Simultaneously, though, maturity brings with it as often as not cynicism and a jaded palette, literally or figuratively. This applies as much to books one rereads after a gap of many years – I cannot finish Middlemarch now, a book I adored as a teenager, possibly because I now identify myself with a different character set, but ones who irritate me – as to how one sets about life. Which all goes to show how important it is to have a wide-ranging group of people making fundamental decisions, be it in a company’s boardroom or setting up the Steering Committee for an Athena Swan award. Diversity matters. Depending on the sort of decision-making in hand, representation across geography, gender, (sub-) discipline, seniority, sexual orientation, parental status, religious beliefs….any or all may be relevant. This simple fact should constantly be borne in mind.
This equally applies in the research lab. If you work in one area for long enough a certain mindset develops. You do things one way and since they have always worked you continue to do things in that same way. A new postdoc turns up whose background is different, subtly or in much larger ways, and they bring with them fresh eyes and hands. Their previous supervisor tackled things differently, perhaps, and there may be a brief clash of cultures. They want to continue doing it their way, the resident group may resist. Any decent postdoc will persist, mix in some of this and some of that – in other words a bit of what they used to do with a bit of what everyone around them is now doing – and something new may well appear. Something unexpected, a twist no one saw coming. That is the fun of research, highlighting the way novelty and creativity often appear via serendipity and not via the carefully written-up linear stuff of grant applications. It highlights the importance of not being set in one’s ways too firmly but responsive to variation. It could almost be called the evolution of research. It is particularly important in the interdisciplinary world of research I inhabit. I may approach things with my physicist’s hat on, but a biologist or a chemist may come along and say ‘but you’ve completely ignored the fact that a cell in pure water is osmotically stressed’ or something equally obvious to them and quite obscure to a naïve physicist (I have at least learnt that one!).

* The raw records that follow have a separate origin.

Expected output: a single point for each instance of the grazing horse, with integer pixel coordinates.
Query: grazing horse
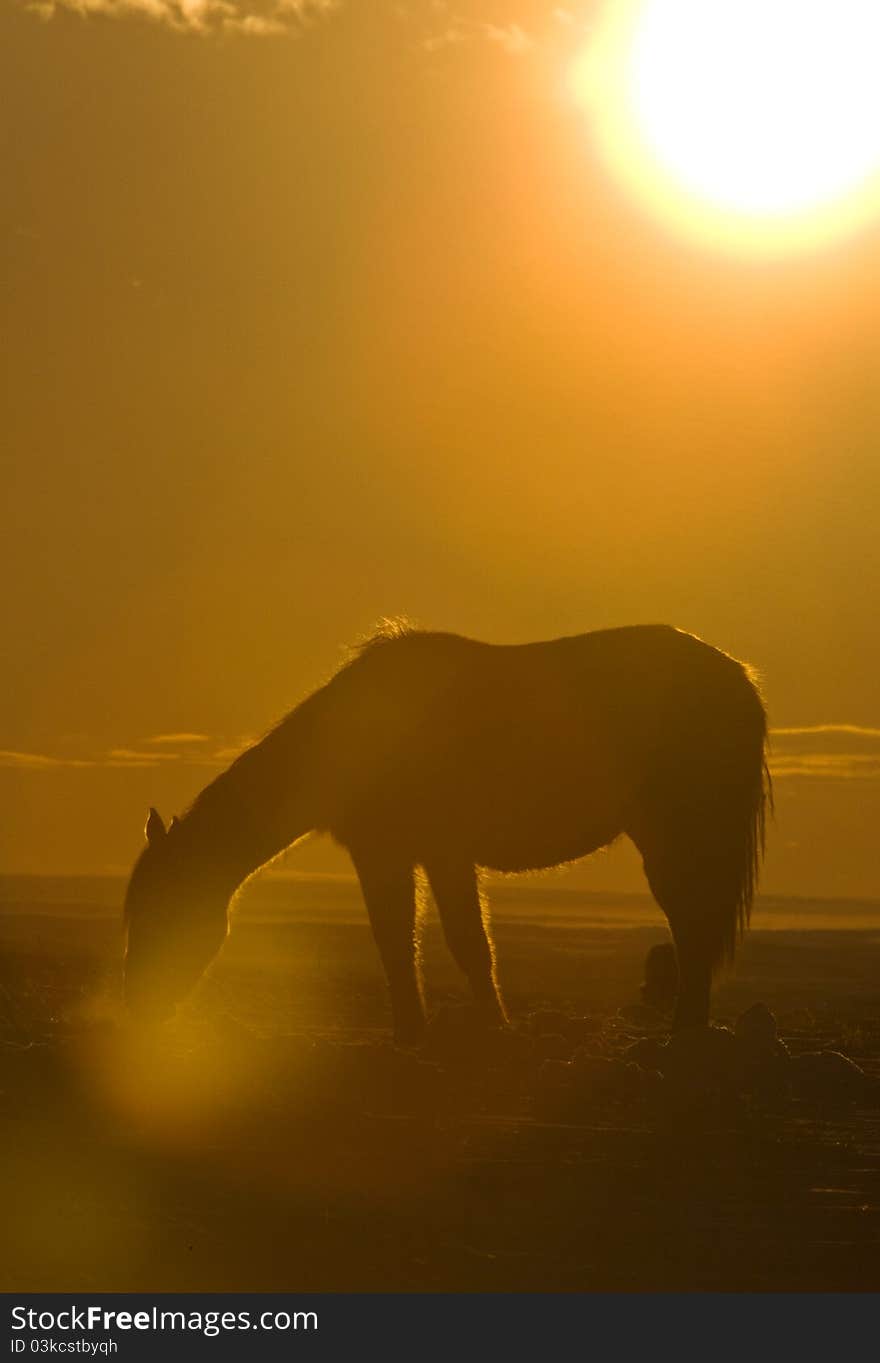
(443, 753)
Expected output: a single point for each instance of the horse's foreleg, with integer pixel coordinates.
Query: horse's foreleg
(457, 894)
(390, 894)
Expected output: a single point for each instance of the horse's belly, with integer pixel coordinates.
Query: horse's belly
(537, 851)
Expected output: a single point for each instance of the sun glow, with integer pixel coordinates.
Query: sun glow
(751, 124)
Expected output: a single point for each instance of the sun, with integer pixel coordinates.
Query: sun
(749, 124)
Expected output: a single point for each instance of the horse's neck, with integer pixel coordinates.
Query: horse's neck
(255, 808)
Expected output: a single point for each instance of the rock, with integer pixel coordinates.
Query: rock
(548, 1022)
(580, 1029)
(756, 1027)
(463, 1035)
(643, 1016)
(647, 1054)
(548, 1047)
(700, 1058)
(827, 1077)
(661, 976)
(555, 1074)
(604, 1077)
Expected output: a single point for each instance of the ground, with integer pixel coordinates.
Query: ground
(273, 1138)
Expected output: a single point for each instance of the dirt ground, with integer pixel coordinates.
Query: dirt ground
(273, 1138)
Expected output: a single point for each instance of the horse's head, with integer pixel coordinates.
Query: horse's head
(176, 920)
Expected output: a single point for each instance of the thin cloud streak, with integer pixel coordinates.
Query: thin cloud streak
(861, 731)
(251, 18)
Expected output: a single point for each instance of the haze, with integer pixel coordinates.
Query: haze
(315, 323)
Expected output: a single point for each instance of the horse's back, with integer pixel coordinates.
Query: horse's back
(530, 754)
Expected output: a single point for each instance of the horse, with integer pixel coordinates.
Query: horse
(435, 751)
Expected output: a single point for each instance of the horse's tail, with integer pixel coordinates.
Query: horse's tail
(704, 807)
(734, 806)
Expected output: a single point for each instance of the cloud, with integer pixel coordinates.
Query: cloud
(252, 18)
(510, 37)
(177, 739)
(831, 751)
(162, 750)
(842, 765)
(858, 729)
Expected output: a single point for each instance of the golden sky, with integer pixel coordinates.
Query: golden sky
(319, 314)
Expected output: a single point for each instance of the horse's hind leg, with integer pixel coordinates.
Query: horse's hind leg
(459, 904)
(388, 887)
(684, 883)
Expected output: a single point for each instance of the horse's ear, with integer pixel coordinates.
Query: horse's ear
(154, 828)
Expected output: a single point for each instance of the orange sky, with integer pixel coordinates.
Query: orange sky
(309, 327)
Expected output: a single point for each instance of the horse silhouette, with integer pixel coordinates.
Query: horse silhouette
(437, 751)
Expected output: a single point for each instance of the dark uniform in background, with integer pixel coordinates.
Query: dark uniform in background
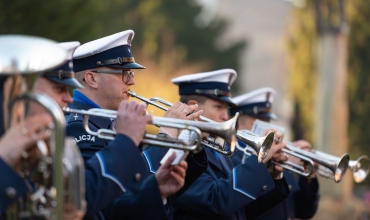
(222, 192)
(304, 198)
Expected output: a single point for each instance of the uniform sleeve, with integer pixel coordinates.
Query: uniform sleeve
(143, 202)
(269, 200)
(307, 198)
(11, 185)
(197, 164)
(212, 197)
(111, 168)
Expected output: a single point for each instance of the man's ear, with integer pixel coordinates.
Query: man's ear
(192, 102)
(91, 79)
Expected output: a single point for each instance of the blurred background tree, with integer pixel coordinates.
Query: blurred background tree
(301, 41)
(167, 39)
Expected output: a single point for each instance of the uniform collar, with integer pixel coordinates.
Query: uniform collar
(80, 97)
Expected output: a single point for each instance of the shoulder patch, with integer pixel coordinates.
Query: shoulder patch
(84, 138)
(75, 117)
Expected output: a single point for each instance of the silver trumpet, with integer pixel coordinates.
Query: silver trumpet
(359, 167)
(335, 166)
(226, 130)
(55, 175)
(306, 170)
(261, 145)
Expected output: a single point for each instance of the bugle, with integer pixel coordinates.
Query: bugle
(261, 145)
(45, 173)
(305, 170)
(359, 167)
(226, 130)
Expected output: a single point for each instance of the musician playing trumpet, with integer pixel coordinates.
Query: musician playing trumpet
(105, 68)
(304, 198)
(221, 192)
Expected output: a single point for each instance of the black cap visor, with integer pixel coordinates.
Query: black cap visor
(126, 66)
(222, 98)
(66, 81)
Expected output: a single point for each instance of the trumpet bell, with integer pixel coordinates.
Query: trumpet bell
(261, 145)
(341, 168)
(360, 168)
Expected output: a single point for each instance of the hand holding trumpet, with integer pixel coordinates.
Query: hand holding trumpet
(23, 137)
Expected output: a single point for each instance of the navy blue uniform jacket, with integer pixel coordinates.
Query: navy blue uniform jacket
(13, 180)
(115, 186)
(224, 192)
(197, 164)
(303, 201)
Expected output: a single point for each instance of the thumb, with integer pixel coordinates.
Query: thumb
(169, 160)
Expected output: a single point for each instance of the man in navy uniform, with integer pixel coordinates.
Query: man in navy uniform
(222, 192)
(24, 136)
(104, 68)
(303, 202)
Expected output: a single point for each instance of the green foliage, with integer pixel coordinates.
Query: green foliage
(359, 78)
(165, 31)
(302, 37)
(302, 68)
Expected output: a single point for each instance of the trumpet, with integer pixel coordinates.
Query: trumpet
(359, 167)
(261, 145)
(306, 170)
(56, 175)
(337, 167)
(226, 130)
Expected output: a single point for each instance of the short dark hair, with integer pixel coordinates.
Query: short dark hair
(201, 99)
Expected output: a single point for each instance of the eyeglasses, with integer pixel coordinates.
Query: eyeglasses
(126, 74)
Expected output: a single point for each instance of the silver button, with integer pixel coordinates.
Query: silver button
(10, 192)
(137, 177)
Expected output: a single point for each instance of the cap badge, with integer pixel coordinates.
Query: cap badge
(129, 39)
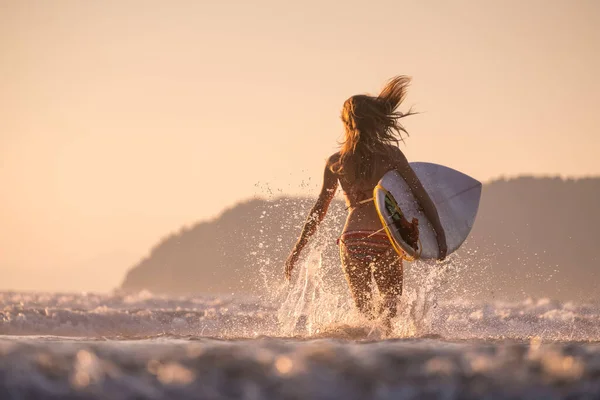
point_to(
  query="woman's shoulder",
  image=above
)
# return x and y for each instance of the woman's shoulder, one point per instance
(333, 159)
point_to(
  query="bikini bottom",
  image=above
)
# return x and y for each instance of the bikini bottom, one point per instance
(368, 245)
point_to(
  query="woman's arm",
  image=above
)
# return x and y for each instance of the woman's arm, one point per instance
(316, 215)
(404, 168)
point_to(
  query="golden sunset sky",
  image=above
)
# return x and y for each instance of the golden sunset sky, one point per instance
(122, 121)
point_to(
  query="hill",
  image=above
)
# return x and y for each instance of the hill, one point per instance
(534, 237)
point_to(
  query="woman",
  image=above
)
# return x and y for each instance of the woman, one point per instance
(372, 134)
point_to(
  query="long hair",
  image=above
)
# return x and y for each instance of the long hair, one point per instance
(372, 124)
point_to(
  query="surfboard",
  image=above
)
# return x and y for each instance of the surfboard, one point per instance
(455, 195)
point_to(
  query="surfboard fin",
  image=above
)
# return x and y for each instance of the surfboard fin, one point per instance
(408, 230)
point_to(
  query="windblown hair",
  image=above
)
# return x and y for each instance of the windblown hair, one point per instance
(372, 124)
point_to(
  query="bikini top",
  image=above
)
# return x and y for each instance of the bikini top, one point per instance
(358, 198)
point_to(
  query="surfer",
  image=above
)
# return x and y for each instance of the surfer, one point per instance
(369, 150)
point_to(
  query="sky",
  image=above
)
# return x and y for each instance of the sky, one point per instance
(123, 121)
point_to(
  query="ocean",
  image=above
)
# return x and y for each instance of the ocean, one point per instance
(298, 341)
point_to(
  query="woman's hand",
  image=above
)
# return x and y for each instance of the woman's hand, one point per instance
(443, 247)
(289, 264)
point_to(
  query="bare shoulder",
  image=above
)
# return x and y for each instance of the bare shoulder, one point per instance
(398, 154)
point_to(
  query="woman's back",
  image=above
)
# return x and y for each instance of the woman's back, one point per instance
(357, 191)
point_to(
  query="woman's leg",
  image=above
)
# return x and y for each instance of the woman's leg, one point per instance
(388, 274)
(358, 275)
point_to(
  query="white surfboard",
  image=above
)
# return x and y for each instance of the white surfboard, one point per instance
(455, 195)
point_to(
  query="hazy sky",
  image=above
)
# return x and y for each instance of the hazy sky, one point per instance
(121, 121)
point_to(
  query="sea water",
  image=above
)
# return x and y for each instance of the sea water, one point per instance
(302, 340)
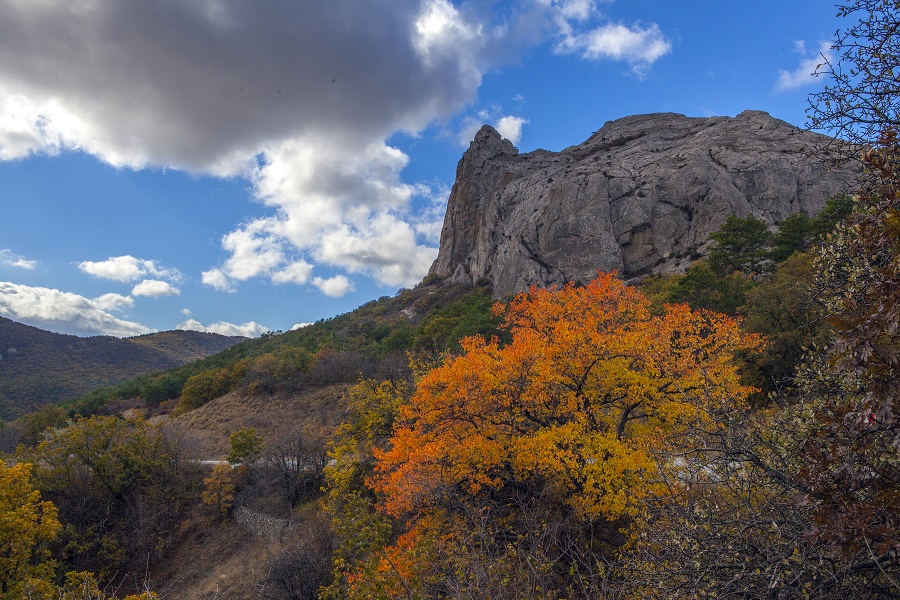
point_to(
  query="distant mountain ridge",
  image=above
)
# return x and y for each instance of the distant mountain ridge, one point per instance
(641, 195)
(38, 367)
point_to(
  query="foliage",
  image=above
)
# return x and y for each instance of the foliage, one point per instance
(360, 530)
(853, 474)
(740, 245)
(369, 342)
(795, 234)
(218, 489)
(246, 446)
(205, 386)
(860, 100)
(702, 288)
(441, 331)
(296, 467)
(40, 367)
(40, 422)
(729, 525)
(27, 525)
(546, 440)
(122, 489)
(298, 571)
(784, 308)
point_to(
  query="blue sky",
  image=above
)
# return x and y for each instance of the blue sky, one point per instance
(239, 167)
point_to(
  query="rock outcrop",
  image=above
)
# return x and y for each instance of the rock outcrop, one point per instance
(641, 195)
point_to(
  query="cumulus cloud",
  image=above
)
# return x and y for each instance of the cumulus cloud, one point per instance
(298, 97)
(154, 288)
(114, 302)
(65, 312)
(805, 74)
(9, 259)
(638, 46)
(508, 126)
(335, 286)
(251, 329)
(126, 268)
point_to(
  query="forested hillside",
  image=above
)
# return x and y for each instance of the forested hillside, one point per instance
(728, 432)
(38, 367)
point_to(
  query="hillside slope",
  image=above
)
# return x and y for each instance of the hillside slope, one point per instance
(38, 367)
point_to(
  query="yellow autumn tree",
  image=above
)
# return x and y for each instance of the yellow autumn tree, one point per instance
(218, 489)
(27, 525)
(514, 467)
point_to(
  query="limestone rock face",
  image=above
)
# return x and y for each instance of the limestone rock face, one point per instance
(641, 195)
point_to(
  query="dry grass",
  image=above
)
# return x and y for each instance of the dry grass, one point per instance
(314, 412)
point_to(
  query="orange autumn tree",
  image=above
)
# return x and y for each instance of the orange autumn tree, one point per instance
(514, 467)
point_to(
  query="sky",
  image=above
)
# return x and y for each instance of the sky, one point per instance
(241, 167)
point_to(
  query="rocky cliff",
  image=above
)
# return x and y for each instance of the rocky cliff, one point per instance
(641, 195)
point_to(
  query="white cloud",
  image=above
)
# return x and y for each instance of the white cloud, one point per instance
(805, 74)
(65, 312)
(510, 127)
(334, 287)
(251, 329)
(114, 302)
(9, 259)
(154, 288)
(298, 98)
(297, 272)
(638, 46)
(387, 249)
(215, 278)
(126, 268)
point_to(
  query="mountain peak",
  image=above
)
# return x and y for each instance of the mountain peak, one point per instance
(641, 195)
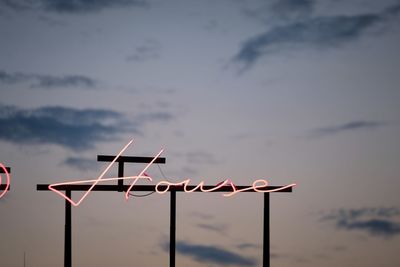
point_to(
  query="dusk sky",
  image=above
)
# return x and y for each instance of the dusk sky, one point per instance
(291, 91)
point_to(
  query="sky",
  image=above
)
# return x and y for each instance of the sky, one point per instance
(292, 91)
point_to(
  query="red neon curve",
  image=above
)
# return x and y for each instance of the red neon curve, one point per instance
(256, 186)
(7, 180)
(95, 182)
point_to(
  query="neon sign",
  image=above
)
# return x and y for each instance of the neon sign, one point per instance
(7, 180)
(257, 185)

Of course, just as maturity means you may get jaded, it also means you may have ‘seen it all before’ in a more constructive way. You may have a new postdoc who comes in wanting to try procedure X, which you know already will fail because you had a student try it for 3 years without success for reasons you eventually tracked down; you want to prevent the new postdoc wasting months similarly, but you want to do it in ways that don’t squash their initiative. So it’s a fine line to tread between encouraging lateral thinking and originality and merely reinventing wheels; and it’s a fine line for the supervisor between holding to dogmatic expectations and allowing unbridled but unwise enthusiasm to run amok. Nevertheless, personally I’m a great believer in letting those at the start of their careers have their heads. The acknowledgment in one of my student’s thesis which said that I had allowed him
‘the freedom to pursue the work down whatever alleys it led me, without which I am sure this thesis would have been much less interesting’
I took as a great compliment. Maybe not everyone would react the same way.